Microchip released a preprogrammed micro that handles all of the messy IrDA stuff (see Figure 9). Well, not all protocols, just the IrDA stack and serial emulation via the IrCOMM service. You hang an infrared transceiver onto the MCP2150 and it handles IrLAP, IrLMP, IAS, TINY-TP, and IrCOMM. You interface directly to the RX and TX pins on your micro. Additionally, DSR, CTS, RTS, and CD must be implemented by your micro’s hardware or emulated in software with additional I/O bits. These control lines allow you to monitor the status and activity of the link. Notably though, you no longer need to be concerned with the nitty-gritty of the IrDA standard.

If you recall from last month, I touched on some devices that handled formatting the datastream from a UART into IrDA-compatible IR communications. This was accomplished by decoding asynchronous non-idle bits of the UART into IR pulses and decoding IR pulses back into non-idle asynchronous bit times. One of the devices mentioned was the MCP2120 from Microchip. The MCP2150 adds the upper-level software IrDA layers to the physical interfacing abilities of the ’2120 to reduce design time to market. Although the MCP2150 does not support multi-point (more than two devices at a time) applications, the most common applications require only two devices—a primary device sending or receiving communication to or from a secondary device.

On the system side, the MCP2150 communicates with the serial port of the system at one of four fixed data rates (9600 to 115,200 bps). This system communications rate is independent from the IR data rate, which, as discussed earlier, defaults to 9600 bps and is automatically negotiated up to 115,200 bps. The MCP2150 requires an 11.0592-MHz crystal to generate the timing for both the system and IR data rate generation.

You may be asking, "Why are there extra control signals necessary beyond the normal TX and RX?" Well, the input and output buffers of the MCP2150 are limited to 64 bytes and the device can handle communication in one direction at a time. There must be a way of indicating the status of the communications link to the system.

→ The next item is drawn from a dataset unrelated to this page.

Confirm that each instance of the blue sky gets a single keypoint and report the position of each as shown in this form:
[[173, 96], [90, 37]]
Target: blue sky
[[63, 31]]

These extra signals are similar to those used by an external modem connected to the system, thus, they are defined to emulate the same functions. The CD output (carrier detect) tells the system when a negotiated link has been established to perform a task. The data set ready (DSR) output indicates that the MCP2150 has initialized itself and is ready to go to work. The clear to send (CTS) output reflects the state of the input buffer, noting when the system can send data through TX.

Additionally, two input signals are used. The ready to send (RTS) input lets the MCP2150 know when the system is ready to receive data through RX. Lastly, the data terminal ready (DTR) input can be tied low, disabling Device ID Programming mode. This mode is necessary only if you wish to change the default device name, MCP 9-wire, within the MCP2150 to something more appropriate. For those of you who are highly interested in reducing current consumption to an absolute minimum, the ’2150 also provides an enable (EN) input that will reduce device consumption from milliamperes to microamperes.